On March 1, 2013, the court ruled in Jonathan's favour. Presiding Judge Mudashiru Oniyangi held that Jonathan had not been elected president in 2007 or 2010, only succeeding Yar'Adua under section 146(1) of the 1999 Constitution. The court found the 2010 oath did not amount to an elected term. The Court of Appeal affirmed this on March 3, 2015, with a five-judge panel stating that "the process of primaries, nomination, voting, collating and announcement of results" must occur for a term to count as elected. Since those did not happen in 2010, the succession could not be deemed an election.

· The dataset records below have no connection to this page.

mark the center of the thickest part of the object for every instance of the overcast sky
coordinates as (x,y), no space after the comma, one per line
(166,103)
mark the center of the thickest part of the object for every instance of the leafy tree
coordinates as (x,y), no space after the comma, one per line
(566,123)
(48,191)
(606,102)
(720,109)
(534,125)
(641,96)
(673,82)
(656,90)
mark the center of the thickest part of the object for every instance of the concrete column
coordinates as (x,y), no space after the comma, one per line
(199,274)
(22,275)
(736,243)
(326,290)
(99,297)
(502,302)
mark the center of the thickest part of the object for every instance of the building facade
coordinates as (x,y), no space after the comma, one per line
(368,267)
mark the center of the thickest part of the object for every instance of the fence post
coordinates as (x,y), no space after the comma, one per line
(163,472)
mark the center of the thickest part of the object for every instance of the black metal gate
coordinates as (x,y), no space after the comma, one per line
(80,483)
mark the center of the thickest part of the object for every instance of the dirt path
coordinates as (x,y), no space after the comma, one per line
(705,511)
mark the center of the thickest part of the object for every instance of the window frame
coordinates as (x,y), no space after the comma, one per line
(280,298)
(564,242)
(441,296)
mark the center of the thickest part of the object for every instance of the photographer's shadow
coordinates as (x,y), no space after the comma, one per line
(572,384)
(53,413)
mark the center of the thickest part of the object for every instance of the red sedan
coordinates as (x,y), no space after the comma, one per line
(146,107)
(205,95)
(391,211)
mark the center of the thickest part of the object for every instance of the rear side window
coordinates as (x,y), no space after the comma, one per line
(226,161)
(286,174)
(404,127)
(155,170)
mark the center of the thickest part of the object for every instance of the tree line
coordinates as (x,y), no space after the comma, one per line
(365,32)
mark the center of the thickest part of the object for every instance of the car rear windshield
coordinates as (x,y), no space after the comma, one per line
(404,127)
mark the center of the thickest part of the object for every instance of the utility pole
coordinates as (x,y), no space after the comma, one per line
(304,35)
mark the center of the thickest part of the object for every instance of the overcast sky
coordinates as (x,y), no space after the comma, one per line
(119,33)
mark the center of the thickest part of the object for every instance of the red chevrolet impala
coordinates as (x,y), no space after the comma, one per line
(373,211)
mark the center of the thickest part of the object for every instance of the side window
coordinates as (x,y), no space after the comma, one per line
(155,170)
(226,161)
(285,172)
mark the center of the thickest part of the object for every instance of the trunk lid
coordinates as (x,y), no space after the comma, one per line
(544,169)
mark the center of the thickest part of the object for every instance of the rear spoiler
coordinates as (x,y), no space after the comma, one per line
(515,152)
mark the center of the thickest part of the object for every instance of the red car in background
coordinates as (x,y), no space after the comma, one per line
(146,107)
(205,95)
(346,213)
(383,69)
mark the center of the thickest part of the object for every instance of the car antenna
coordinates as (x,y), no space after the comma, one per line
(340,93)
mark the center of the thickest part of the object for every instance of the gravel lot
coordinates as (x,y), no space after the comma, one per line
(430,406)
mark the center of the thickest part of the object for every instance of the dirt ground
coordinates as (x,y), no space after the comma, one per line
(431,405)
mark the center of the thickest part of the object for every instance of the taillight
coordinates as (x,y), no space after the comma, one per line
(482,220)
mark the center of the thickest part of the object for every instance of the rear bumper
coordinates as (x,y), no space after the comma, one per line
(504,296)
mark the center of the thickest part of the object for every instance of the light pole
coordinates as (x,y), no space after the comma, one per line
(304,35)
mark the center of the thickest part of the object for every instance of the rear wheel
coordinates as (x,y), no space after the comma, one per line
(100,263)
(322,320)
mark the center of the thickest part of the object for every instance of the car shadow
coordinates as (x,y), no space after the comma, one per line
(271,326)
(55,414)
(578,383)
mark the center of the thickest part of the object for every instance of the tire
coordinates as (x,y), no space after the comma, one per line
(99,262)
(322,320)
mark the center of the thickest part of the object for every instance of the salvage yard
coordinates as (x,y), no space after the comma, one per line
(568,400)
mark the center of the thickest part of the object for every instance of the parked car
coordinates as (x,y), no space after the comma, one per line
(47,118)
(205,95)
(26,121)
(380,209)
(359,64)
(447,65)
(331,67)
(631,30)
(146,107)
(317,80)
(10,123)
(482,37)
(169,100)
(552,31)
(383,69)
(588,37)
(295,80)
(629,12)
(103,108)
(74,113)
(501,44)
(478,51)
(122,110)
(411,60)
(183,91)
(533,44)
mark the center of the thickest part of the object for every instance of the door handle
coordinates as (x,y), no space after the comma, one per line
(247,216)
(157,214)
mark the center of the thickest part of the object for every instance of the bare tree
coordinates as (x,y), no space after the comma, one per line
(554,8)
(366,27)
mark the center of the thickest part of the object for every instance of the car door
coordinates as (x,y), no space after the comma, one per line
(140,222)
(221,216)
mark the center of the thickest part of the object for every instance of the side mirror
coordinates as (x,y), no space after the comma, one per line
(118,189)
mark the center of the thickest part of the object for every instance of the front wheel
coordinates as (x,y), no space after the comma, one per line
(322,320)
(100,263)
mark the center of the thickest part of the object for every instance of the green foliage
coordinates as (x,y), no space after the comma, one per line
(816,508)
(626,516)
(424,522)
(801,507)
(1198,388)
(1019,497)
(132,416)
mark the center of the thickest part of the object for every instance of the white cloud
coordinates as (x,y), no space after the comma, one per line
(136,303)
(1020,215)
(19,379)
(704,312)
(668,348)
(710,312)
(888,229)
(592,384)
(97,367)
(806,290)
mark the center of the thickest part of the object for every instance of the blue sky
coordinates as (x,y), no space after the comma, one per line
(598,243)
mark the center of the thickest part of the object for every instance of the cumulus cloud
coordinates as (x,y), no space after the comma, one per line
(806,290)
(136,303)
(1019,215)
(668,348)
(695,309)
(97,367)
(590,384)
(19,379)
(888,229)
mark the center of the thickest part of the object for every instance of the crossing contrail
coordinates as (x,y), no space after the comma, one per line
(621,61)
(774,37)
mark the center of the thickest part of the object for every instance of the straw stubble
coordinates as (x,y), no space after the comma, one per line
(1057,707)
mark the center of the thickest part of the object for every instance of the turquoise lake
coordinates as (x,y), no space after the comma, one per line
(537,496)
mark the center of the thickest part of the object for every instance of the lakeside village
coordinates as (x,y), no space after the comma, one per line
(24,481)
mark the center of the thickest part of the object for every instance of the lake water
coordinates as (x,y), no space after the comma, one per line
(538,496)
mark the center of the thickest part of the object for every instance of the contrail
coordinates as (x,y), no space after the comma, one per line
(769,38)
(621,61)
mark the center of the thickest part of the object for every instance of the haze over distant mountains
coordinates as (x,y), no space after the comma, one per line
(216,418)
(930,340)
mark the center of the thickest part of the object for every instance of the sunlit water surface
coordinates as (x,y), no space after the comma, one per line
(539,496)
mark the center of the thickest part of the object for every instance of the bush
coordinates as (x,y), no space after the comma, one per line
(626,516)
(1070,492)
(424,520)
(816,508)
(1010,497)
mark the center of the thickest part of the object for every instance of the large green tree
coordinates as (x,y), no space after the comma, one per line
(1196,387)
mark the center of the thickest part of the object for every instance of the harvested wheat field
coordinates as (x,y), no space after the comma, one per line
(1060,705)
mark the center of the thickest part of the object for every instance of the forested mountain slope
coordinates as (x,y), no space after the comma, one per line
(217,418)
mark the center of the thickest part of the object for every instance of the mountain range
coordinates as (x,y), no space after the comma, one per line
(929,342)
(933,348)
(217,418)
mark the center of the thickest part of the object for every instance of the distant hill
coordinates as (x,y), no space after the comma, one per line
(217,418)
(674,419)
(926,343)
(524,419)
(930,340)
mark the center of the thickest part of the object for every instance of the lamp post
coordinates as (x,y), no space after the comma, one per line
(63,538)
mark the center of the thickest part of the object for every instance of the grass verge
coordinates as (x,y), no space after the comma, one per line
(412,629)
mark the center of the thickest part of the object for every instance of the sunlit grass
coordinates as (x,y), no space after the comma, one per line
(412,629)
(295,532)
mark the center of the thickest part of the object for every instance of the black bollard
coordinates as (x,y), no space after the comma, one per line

A 2018 constitutional amendment introduced section 137(3), stating that a person who completes another president's term can only be elected once thereafter. This provision was designed for succession cases like Jonathan's. Ahead of the 2023 election, Andy Solomon and another plaintiff filed a suit challenging Jonathan's eligibility under this new clause, but details of the outcome were not provided in the source.

💡 NaijaBuzz Take

The courts have consistently ruled that Goodluck Jonathan was elected president only once, yet the debate over his eligibility persists despite settled legal precedent. The 2018 constitutional amendment was meant to clarify succession scenarios, but it has not stopped repeated legal challenges. Jonathan remains free to contest future elections under existing rulings, but the recurring suits suggest the law is still seen as ambiguous by some. This keeps the door open for more litigation rather than political clarity.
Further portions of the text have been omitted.